Hi,thank you and I have a few questions 1.In the paper it says On a single CPU core, it takes 12-net less than 36 ms to densely scan an image of size 800 × 600 for 40 × 40 faces with 4-pixel spacing, which generates 2, 494 detection windows. but i do not know how the 2, 494 is been calculated. 2.The image pyramid is resized by 12/F as the input image for the 12-net.What is the meaning of 12/F and the how many scales do the different scales usually have? 3.I put a 466 x 699 image to the network after resize_image it is 139 x209 and the (out = net_12c_full_conv.blobs['prob'].data[0][1, :, :]) out.shape is 64*99, is each confidence point in 64 x99 means the possibility of a face and if so why a point can represent a rectangle? 4.I use 1W face image and 1W background image without face to train the 12net, is it enough? I am new in face detect. It is really nice of you to help me and can you tell me your email address?

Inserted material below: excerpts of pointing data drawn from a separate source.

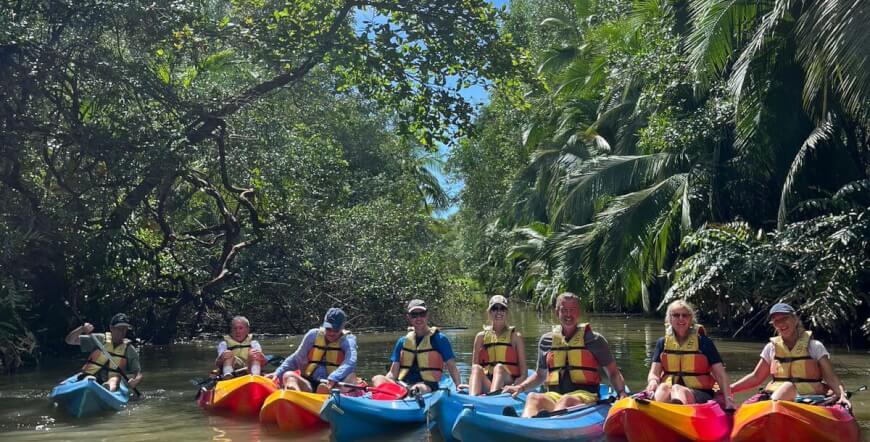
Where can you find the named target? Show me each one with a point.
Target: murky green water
(170, 414)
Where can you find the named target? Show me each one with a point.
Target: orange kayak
(294, 410)
(240, 396)
(639, 420)
(767, 421)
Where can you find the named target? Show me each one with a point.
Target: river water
(170, 414)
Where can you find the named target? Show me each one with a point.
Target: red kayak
(781, 421)
(240, 396)
(641, 420)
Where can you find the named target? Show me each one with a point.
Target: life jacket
(685, 364)
(429, 362)
(240, 349)
(499, 349)
(322, 353)
(795, 366)
(573, 359)
(98, 362)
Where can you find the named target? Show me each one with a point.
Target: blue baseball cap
(334, 318)
(781, 308)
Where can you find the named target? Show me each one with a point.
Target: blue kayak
(86, 397)
(354, 418)
(581, 423)
(446, 410)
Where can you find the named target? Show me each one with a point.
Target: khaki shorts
(584, 396)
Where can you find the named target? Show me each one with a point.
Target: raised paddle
(115, 366)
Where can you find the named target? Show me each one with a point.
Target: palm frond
(819, 135)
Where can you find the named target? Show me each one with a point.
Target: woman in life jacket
(797, 364)
(686, 367)
(498, 357)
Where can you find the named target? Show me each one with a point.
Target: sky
(478, 97)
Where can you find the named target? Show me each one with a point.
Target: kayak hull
(642, 421)
(354, 418)
(451, 403)
(581, 425)
(760, 422)
(86, 397)
(294, 411)
(240, 396)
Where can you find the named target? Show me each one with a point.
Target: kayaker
(239, 350)
(498, 356)
(326, 356)
(419, 358)
(125, 358)
(569, 359)
(798, 364)
(686, 365)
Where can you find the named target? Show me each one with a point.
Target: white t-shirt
(816, 349)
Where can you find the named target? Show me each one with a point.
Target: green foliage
(735, 274)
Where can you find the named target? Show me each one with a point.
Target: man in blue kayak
(569, 358)
(326, 356)
(239, 349)
(419, 358)
(101, 346)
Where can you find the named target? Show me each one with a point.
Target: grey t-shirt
(595, 343)
(133, 367)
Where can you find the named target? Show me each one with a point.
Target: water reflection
(170, 414)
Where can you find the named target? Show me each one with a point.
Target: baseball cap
(781, 308)
(334, 318)
(416, 304)
(120, 320)
(497, 300)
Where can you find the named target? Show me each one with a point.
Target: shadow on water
(169, 413)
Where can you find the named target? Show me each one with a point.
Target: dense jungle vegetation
(189, 161)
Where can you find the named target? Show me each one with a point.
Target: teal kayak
(354, 418)
(86, 397)
(579, 424)
(446, 410)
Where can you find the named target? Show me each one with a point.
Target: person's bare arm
(762, 370)
(520, 346)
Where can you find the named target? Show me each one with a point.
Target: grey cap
(416, 304)
(781, 308)
(497, 300)
(120, 320)
(334, 318)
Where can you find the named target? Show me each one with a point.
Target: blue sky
(477, 96)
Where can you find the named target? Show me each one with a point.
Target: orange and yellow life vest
(98, 362)
(429, 361)
(685, 364)
(795, 366)
(499, 349)
(329, 354)
(240, 349)
(573, 359)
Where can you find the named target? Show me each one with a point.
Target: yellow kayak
(294, 410)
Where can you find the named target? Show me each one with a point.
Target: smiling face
(680, 319)
(785, 324)
(568, 311)
(239, 331)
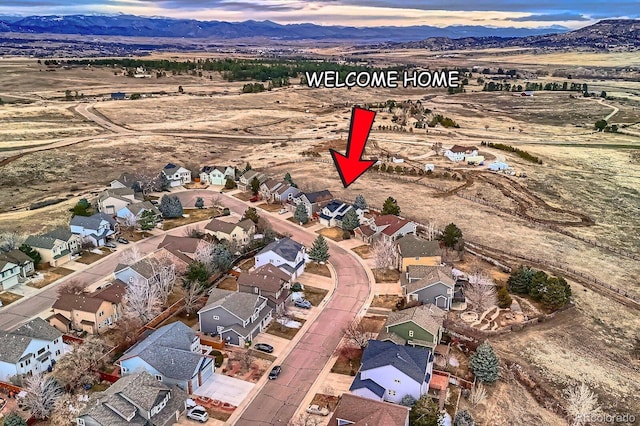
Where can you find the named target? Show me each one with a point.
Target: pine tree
(319, 252)
(485, 364)
(300, 214)
(350, 220)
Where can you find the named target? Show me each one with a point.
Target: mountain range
(137, 26)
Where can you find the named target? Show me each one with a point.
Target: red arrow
(351, 166)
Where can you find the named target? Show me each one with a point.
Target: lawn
(314, 295)
(317, 269)
(386, 275)
(362, 251)
(50, 276)
(280, 330)
(6, 297)
(194, 215)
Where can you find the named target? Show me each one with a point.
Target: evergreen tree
(319, 252)
(350, 220)
(390, 206)
(360, 202)
(300, 214)
(485, 364)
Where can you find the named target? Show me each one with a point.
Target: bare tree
(42, 393)
(142, 301)
(360, 332)
(582, 405)
(384, 253)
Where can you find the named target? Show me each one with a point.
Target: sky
(361, 13)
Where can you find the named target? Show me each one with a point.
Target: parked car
(302, 303)
(316, 409)
(275, 372)
(263, 347)
(198, 413)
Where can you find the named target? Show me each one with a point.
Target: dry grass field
(587, 183)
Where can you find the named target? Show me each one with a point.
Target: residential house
(313, 201)
(94, 313)
(386, 226)
(136, 399)
(428, 284)
(244, 183)
(132, 213)
(111, 200)
(286, 254)
(418, 326)
(31, 349)
(27, 268)
(285, 193)
(333, 213)
(413, 250)
(268, 189)
(95, 228)
(173, 355)
(239, 233)
(235, 316)
(459, 153)
(217, 175)
(388, 372)
(267, 281)
(354, 410)
(9, 273)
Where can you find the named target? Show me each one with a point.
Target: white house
(389, 372)
(217, 175)
(31, 349)
(286, 254)
(176, 175)
(95, 228)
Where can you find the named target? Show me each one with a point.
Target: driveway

ByungKeon-Ko commented 8 years ago
  1. Simply, ( 800 * 12/F - 12) * ( 600 * 12/F -12) / 4 / 4, where F is minimum face size : 40 and 12 means 12net input data size. Real number might be little different, because I skip quantization calculation.
  2. As I described (1), before slide windows, you need to decimate input image by 12 / F. For example, Unless you decimate, there is no detected window at 1st pyramid, so it become meaningless calculations. For # of pyramids, the writer described it on his QnA paper.

    http://personal.stevens.edu/~hli18/papers/faq_CVPR2015_CasCNN.html

  3. The output matrix of the network means the face positions of face size 12. If you revert the scale, you can get the original face size and location.
  4. What is 1 W? I cannot understand. The writer said he used 200K for negative samples.